I finlandesi Kraken Duumvirate sono un duo misterioso, che si firma con pseudonimi, e che torna alla ribalta, pubblicando il primo full-lenght, il qui presente “The Stars Below, The Seas Above”, dopo un assenza di ben 9 anni, quando pubblicarono un demo 2011, successore di altro demo pubblicato addirittura nel 2008.
La ragione di tutto questo mistero sulla propria identità sebbene prima facie possa riferirsi al genere proposto, una sorta occult/doom ambient, descritto come un incrocio tra Shape Of Despair e Beherit, a ben vedere probabilmente nasconde la capacità, assolutamente lodevole, di riuscire a provare vergogna per quanto pubblicato. E vado a spiegarmi.
Il disco si compone di 7 pezzi, di cui 4 sono vere e proprie composizioni che sfruttano un minutaggio lungo, propriamente doom, che si attesta sui 13 minuti di media, mentre altri 3 pezzi non son altro che intermezzi strumentali di, relativamente, breve durata.
Il primo problema, e il più grande, di questo disco, è che gli intermezzi sono più interessanti dei singoli pezzi, perché sembrano colonne sonore di John Carpenter, regista che si diletta a scrivere pezzi per i propri film usando risicati e minimali sintetizzatori.

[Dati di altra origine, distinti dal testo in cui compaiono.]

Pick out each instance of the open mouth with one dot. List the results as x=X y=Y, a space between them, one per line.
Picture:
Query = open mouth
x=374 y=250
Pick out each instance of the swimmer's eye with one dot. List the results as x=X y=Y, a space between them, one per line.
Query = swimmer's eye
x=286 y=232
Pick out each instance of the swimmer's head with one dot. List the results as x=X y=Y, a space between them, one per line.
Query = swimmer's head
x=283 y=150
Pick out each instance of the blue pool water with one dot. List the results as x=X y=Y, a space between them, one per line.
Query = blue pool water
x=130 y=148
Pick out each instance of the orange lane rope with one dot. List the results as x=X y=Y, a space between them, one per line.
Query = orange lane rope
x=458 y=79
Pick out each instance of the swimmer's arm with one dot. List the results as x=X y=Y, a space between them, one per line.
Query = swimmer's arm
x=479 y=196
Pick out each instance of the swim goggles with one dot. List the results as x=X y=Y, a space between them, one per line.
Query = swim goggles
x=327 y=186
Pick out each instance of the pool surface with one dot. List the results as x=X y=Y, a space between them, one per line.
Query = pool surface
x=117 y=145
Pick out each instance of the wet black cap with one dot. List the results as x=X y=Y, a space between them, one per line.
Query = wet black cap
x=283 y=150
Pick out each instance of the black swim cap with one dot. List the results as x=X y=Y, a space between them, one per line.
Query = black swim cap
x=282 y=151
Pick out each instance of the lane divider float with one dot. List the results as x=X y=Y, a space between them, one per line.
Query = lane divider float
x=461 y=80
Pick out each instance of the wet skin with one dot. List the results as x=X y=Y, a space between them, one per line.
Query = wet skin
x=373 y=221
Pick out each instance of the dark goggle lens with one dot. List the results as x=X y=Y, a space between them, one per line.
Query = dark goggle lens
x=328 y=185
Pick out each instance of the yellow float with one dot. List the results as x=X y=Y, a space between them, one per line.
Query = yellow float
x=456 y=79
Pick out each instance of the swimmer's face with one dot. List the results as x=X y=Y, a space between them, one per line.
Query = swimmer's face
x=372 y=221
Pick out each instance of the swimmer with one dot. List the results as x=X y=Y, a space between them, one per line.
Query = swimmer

I pezzi veri e propri sono costituiti da suite quasi ambient, monotone, rese ancora più noiose da un cantato che tale non è, perché si sostanzia in spoken words, ed una chitarra che langue angosciosa e disperata, ma quasi mai capace, se non nella conclusiva “Queen, Arise”, di ricreare le atmosfere da orrore cosmico lovecraftiano di cui questo disco vorrebbe permearsi.
Forse è solo un mio problema, ma le atmosfere liquide, oniriche e cosmiche che il disco vorrebbe trasmettere dovrebbero essere il contorno di una struttura musicale solida e non un artifizio tirato all’esasperazione per riempire i vuoti di scrittura.
Per me è un no, senza prova d’appello.